To discourage consumption of imported products, the government has decided to increase taxes up to 100% on second hand products – especially garments and leather products – starting the next fiscal year until they get off the market.
However, discouraging importation must be accompanied by improving local textile industry for which the government is helping Rwanda’s textile firm (UTEXRWA) to produce more and better quality garments and grouping small tailors into firms.
He further added that they provided a particular space for textile firms at the Special Economic Zone and they are encouraging private sector to invest in textile industry.
The government will also encourage the production of raw materials such as silk to further reduce Rwanda’s trade deficit which widened by 12.7% in January and February.

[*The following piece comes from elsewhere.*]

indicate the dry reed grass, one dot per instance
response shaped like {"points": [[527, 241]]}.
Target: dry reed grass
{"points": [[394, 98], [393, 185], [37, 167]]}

A statement from the central bank shows that the country’s trade deficit widened to $297.2 million (about Rwf232.4 billion) largely due to an increase in formal imports that rose by about 7.2%, as well as a 9.7% decrease in the value of Rwanda’s exports.
PM Murekezi said that they want to increase threads production from 10 tonnes in 2015 to over 600 tonnes in the next three years. They are also mobilizing Rwandans to love locally made products through the ‘Made in Rwanda’ campaign,”
There are at least 900 firms in the country with the dominance of the small ones at 77 %. Big and medium firms represent 9% and 14% respectively. Challenges facing local industries in general include heavy costs of water and electricity which is also insufficient.
The industrial sector grew by 7% annually from 2010 to 2015, while Rwanda’s exports increased from $544 million to $1.1 billion in the same period. It increased by 18% annually on average.